解放の正体 現役世代(僕たち) 60歳以降(高幸福度層)
役割からの解放 組織の歯車、誰かの担当者 「ただの自分」に戻る
比較からの解放 年収、昇進、他人の暇さへの嫉妬 自分の「小さな満足」に集中できる
未来からの解放 常に将来の不安のために今を犠牲にする 「今、ここ」の時間を味わえる
夫:さよ夫
さよ夫
表を見て思ったんだけど、『比較からの解放』って、サラリーマンにとっては一番難しいことかもしれない。隣の席のあいつの方が査定が良いとか、あの部署の方が暇そうだとか、どうしても気になっちゃうから。
妻:フル美
フル美
それは、自分の価値を『会社の評価』っていう、自分ではコントロールできないものに預けてしまっているからよ。でも、資産形成を始めると、評価の軸が『会社』から『自分の資産残高と理想の未来』に移っていくでしょ?
さよ夫
確かに! 会社でどんなに理不尽なことがあっても、『でも僕の資産は順調に育っているし、数年後にはここを卒業するしな』って思えると、他人の芝生がどうでもよくなってくる。これが『精神的な自給自足』の始まりなんだね。

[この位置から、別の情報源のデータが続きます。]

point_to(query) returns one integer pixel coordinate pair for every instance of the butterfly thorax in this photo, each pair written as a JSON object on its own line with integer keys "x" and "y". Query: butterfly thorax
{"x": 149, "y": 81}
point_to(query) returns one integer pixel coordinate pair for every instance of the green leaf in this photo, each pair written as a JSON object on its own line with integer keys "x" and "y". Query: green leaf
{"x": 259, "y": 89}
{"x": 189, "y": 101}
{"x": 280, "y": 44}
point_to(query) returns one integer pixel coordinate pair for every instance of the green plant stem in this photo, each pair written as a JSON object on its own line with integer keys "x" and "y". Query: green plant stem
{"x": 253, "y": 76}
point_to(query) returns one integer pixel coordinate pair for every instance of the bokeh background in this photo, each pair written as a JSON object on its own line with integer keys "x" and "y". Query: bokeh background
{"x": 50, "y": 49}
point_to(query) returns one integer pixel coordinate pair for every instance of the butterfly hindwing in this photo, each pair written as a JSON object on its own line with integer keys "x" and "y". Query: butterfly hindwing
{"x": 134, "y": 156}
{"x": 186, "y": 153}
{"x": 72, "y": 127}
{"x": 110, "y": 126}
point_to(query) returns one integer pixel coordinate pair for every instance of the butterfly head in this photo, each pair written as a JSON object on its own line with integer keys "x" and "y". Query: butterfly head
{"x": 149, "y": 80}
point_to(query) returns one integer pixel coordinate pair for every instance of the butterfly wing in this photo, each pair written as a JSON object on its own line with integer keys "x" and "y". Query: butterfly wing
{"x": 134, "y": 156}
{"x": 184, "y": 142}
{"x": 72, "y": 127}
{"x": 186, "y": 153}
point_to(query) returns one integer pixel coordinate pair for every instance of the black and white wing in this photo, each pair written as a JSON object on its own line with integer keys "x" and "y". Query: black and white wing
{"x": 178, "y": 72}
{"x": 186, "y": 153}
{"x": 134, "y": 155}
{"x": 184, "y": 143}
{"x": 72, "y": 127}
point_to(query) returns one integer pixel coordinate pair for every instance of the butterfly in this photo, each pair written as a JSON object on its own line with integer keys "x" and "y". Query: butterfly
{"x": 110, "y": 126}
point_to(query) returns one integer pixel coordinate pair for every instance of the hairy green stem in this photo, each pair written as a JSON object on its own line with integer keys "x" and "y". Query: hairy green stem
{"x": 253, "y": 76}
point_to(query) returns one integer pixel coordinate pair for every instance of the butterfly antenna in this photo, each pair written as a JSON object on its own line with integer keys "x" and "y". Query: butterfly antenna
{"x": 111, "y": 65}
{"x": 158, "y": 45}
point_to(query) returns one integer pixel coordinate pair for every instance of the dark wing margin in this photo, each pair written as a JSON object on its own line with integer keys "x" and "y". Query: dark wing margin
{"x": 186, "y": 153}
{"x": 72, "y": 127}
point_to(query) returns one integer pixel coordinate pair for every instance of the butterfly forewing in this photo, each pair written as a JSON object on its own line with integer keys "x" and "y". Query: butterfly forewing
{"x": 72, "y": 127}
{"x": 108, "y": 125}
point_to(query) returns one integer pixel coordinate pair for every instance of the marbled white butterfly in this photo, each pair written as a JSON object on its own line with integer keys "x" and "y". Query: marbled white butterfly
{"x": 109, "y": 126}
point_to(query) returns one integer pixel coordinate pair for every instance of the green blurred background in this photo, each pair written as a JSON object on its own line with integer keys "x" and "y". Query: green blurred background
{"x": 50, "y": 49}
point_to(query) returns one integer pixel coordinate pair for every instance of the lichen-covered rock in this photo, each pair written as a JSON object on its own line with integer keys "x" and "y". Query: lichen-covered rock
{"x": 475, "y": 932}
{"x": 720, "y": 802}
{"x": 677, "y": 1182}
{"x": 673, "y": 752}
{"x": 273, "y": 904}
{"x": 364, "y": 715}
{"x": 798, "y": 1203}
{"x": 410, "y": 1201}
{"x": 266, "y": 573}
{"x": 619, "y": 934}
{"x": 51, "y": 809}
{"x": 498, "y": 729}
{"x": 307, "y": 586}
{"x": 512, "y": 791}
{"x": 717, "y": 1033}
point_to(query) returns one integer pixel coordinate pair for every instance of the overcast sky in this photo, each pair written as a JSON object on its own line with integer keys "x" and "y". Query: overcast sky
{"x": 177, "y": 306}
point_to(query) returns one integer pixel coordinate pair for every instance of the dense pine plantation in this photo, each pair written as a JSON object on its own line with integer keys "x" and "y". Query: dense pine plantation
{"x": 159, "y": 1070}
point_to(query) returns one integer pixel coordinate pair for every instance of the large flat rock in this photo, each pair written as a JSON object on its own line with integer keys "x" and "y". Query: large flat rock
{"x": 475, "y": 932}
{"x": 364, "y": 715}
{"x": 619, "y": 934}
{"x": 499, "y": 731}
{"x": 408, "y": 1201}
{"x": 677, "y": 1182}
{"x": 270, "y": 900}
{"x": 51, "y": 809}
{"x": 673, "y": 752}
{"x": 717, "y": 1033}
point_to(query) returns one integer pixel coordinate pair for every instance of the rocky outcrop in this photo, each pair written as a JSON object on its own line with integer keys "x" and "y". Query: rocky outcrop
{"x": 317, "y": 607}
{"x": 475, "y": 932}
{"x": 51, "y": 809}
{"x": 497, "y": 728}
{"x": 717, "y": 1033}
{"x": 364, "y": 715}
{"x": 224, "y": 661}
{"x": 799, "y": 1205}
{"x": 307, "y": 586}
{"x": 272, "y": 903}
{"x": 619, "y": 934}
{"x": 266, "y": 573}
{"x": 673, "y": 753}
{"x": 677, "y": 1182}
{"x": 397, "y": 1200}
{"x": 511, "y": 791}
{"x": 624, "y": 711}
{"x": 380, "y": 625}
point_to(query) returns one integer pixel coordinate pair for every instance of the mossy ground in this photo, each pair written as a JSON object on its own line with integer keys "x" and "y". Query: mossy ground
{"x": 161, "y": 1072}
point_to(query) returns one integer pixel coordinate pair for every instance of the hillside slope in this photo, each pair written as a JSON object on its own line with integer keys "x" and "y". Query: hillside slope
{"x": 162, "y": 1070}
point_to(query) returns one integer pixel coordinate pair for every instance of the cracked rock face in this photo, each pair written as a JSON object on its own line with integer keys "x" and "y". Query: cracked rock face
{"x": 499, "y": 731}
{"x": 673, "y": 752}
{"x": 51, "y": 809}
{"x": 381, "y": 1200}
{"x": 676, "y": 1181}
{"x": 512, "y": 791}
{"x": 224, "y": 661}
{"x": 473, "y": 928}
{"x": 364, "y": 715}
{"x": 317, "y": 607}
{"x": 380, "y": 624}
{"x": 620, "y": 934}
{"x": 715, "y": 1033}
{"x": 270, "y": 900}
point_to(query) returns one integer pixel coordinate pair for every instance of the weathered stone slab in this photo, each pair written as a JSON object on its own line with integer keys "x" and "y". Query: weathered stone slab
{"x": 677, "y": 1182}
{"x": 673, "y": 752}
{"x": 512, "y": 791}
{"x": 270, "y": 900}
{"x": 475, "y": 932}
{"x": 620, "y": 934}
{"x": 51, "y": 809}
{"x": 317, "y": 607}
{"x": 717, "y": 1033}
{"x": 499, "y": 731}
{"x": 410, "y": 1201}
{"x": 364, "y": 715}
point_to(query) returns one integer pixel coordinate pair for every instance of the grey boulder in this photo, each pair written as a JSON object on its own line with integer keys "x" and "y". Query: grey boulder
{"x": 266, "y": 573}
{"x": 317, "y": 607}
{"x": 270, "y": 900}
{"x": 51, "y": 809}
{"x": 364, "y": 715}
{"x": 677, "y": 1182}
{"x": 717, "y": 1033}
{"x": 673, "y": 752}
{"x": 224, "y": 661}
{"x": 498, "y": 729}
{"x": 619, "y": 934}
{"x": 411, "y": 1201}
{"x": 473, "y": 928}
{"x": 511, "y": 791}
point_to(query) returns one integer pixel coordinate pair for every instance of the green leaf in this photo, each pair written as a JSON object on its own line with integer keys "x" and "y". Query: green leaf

Tips:社会情動的選択理論 心理学では、人生の残り時間が有限だと自覚すると、人は「不快な人間関係」を避け、「心地よい感情」を優先するようになると言われています。つまり、賢い「諦め」が幸福度を上げているのです。

3. 「精神の成熟」という名の、サイドFIRE

 

妻:フル美
フル美
でも、幸福度が上がるのを60歳まで待つなんて、もったいないと思わない?
夫:さよ夫
さよ夫
確かに。僕たちがサイドFIREを目指すのは、その「60歳からの解放感」を、資産の力を使って30代・40代に前借りするためなんだ。
妻:フル美
フル美

そう。精神の成長(=何が自分にとって大切かを知ること)と、無機質な合理化(=不要なコストと期待を捨てること)。この二つがあれば、定年を待たずとも幸福度のUカーブを強制的に引き上げられるわ。

夫:さよ夫
さよ夫
会社で暇な人が優遇されているのを見てイライラするのも、まだ僕が「公正な組織」という幻想に期待しているからなんだね。そんな期待を捨てて、自分の資産額だけに集中すれば、今すぐ幸福になれるはずだ。

4. 衰えを「純化」として受け入れる

夫:さよ夫
さよ夫
年を取って体力が衰えることも、実は「本当に大切な体験」を絞り込むための、ポジティブな変化なのかもしれない。
妻:フル美
フル美

ええ。何でもできる万能感があるうちは、あれもこれもと欲張って疲弊してしまう。体力が限られてくるからこそ、一食の食事、一つの旅先を、小学生の遠足前みたいに大切に選べるようになるのよ。

 

さよならフルタイム運営より

「老後は幸せになれる」という言葉は、裏を返せば「今は耐えろ」という呪縛になりがちです。 しかし、60歳からの幸福のヒントが「期待の放棄」と「今を味わうこと」にあるのなら、私たちは今日からそれを実践できます。

  1. 会社や組織への「正当な評価」への期待を捨てる。
  2. 資産を積み上げることで、物理的に「役割」から降りる準備をする。
  3. 衰えを嘆くのではなく、感性が鋭いうちに「最高の体験」を自分に贈る。

8000万円という数字は、あなたを無理な労働から守るだけでなく、精神を「強制的に成熟させる」ためのチケットです。
まずは今日、職場での「こうあるべき」を一つだけ捨ててみませんか? その空白に、あなたが本当に求めていた幸福が滑り込んでくるはずです。